A fine mess – Neil Brand on why Laurel and Hardy still matter

For this year’s Virgin Media Dublin International Film Festival, acclaimed composer Neil Brand will present an afternoon of music by immortal comedy duo Laurel and Hardy. Fully illustrated with stills, clips (both silent and sound) and Neil’s piano accompaniment, the event will culminate with a screening of two of the boys’ best silent short films, Big Business and Liberty

Below, Neil reminds us why, a century after their first film together, the magic of L&H has endured…

Like most of my generation, I first saw Laurel and Hardy on daytime TV when I was growing up.

It was as if, somehow, they had always been there – two 1930s working-class (or lower) buffoons, one aspiring to better things, the other barely conscious until roused. At that time their antics were inexplicably treated as being purely for kids, even when they crossed the line from clowning to real, albeit hilarious, violence.

To me they were funnier than all the other great comics of early cinema for reasons I couldn’t fathom until I began to meet them regularly as part of my day job.

In the mid-1980s I became an improvising silent film pianist, playing regularly at the National Film Theatre in London and learning the enormous repertoire of pre-sound film on a weekly basis: dramas from all countries and of every genre, documentaries, Expressionist nightmares, French and Japanese classics that seemed more real than real-life… and classic comedies inhabited by geniuses. Chaplin mining comedy from being at the bottom of the food chain, Keaton creating his existentialist real-life cartoons in which everything was out to kill him, and Harold Lloyd taking on the American dream with all the vigour and insanity of the Jazz Age.

And then there was Stan and Ollie. Just as I’d first seen them – shirt sleeved, sharing the same puzzled expression and determined to make the best of a bad job, then going about it with a precision of disastrous detail that both fed and defied expectations. And from the piano I welcomed them as old friends.

With the other silent greats, I had to play fast, hitting the gags, riding the laughs and doing my best to keep up. With Laurel and Hardy, I could come in with a slow, lugubrious stride blues, not dissimilar to Leroy Shield’s wonderful compositions for their sound films, and then let their sudden insights and slow, dawning realisations be the drivers of the music. I didn’t spend too long trying to analyse their comedy, I just revelled in their company and loved the audience woofs of laughter at the set-pieces that had often been so intricately prepared, but sometimes came riotously out of nowhere.

In 2005 I wrote a radio play and TV movie, Stan, which looked at their partnership as it was ending, but it wasn’t until the 2018 movie Stan and Ollie came out that I felt there was something of their legacy missing. They were silent comics, forming their symbiotic characters long before sound, and learning their craft as individuals even before that.

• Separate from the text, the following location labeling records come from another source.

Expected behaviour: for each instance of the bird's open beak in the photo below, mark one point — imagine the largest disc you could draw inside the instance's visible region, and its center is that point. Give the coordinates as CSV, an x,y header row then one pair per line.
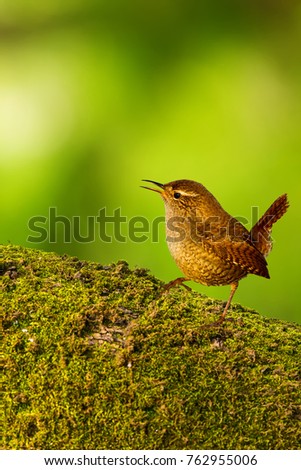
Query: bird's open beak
x,y
153,189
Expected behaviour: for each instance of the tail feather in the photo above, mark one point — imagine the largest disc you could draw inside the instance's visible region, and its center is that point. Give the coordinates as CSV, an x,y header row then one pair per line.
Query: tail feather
x,y
261,232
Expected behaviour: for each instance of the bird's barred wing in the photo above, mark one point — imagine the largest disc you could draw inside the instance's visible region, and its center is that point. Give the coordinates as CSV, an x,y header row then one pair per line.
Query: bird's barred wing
x,y
231,242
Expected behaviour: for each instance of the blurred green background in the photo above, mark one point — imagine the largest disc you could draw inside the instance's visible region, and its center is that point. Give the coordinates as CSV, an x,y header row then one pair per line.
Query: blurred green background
x,y
96,95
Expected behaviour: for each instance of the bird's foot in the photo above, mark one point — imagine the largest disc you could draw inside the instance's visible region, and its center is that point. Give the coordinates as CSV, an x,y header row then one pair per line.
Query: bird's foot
x,y
176,282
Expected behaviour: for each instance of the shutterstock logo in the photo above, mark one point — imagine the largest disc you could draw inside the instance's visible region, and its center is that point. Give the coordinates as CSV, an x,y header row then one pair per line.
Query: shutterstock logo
x,y
116,227
105,227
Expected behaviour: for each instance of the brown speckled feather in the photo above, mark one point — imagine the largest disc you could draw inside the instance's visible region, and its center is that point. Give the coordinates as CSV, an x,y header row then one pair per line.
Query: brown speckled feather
x,y
261,232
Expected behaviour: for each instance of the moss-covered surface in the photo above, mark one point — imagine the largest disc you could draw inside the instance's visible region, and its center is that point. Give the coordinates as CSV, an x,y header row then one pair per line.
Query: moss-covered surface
x,y
96,358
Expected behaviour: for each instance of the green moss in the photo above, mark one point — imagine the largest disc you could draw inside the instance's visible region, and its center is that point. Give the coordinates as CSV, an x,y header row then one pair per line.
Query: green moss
x,y
96,358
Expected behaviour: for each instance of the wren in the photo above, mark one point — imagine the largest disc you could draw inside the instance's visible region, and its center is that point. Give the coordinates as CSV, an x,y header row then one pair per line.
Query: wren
x,y
209,245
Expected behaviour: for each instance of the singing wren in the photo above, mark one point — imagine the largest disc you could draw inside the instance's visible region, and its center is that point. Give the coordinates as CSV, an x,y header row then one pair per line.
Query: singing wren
x,y
209,245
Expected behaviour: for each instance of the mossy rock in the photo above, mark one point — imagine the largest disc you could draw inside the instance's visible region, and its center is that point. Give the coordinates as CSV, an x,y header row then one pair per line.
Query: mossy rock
x,y
95,357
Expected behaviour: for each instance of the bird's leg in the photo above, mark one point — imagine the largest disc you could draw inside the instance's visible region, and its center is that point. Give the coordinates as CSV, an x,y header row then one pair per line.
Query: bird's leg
x,y
177,282
234,286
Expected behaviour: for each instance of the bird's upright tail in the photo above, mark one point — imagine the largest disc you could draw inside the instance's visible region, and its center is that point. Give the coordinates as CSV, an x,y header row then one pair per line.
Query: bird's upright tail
x,y
261,232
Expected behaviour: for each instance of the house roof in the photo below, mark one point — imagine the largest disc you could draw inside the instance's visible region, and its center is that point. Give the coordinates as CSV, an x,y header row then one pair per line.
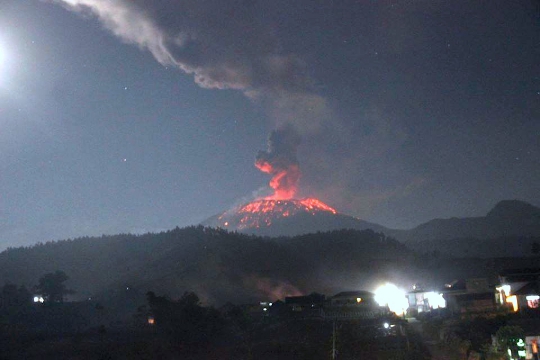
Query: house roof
x,y
350,294
531,288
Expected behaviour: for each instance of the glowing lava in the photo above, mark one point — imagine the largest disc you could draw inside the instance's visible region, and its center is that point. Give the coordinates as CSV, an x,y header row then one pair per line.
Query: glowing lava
x,y
263,212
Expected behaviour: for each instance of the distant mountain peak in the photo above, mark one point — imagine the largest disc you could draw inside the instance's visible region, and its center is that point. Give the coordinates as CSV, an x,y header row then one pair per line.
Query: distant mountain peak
x,y
513,209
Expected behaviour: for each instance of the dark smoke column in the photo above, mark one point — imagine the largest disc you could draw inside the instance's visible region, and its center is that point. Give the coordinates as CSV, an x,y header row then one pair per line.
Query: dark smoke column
x,y
280,162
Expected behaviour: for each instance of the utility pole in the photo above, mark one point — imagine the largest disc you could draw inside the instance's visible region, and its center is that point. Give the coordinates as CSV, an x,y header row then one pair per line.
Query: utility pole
x,y
334,340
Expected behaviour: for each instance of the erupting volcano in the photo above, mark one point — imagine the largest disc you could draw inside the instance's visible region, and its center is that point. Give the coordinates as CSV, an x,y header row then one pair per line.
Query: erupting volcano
x,y
280,213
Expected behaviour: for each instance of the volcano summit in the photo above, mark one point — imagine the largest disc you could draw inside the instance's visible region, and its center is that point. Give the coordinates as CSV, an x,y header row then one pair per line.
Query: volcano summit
x,y
290,217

Laurel and Brand and Hardy…

Hence the show that I am bringing to the Dublin International Film Festival – I show clips, tell stories and share insights, accompanying the films live on the piano, as to where these two wildly differing comics came from – how they became the warm, funny disaster area we all know and how their comedy works. The show culminates with two of their classic silent shorts, showing them at the peak of their powers, without ever having spoken a word on film.

It has been a pleasure emerging from lockdown with Stan and Ollie, hearing live audiences laugh again, to be reminded that real comedy comes from the simplest of situations, and that, in Babe Hardy’s words “those two fellows… they were nice people, you know?”

And that’s the secret of their timelessness. Somehow or other… we’ve met them before.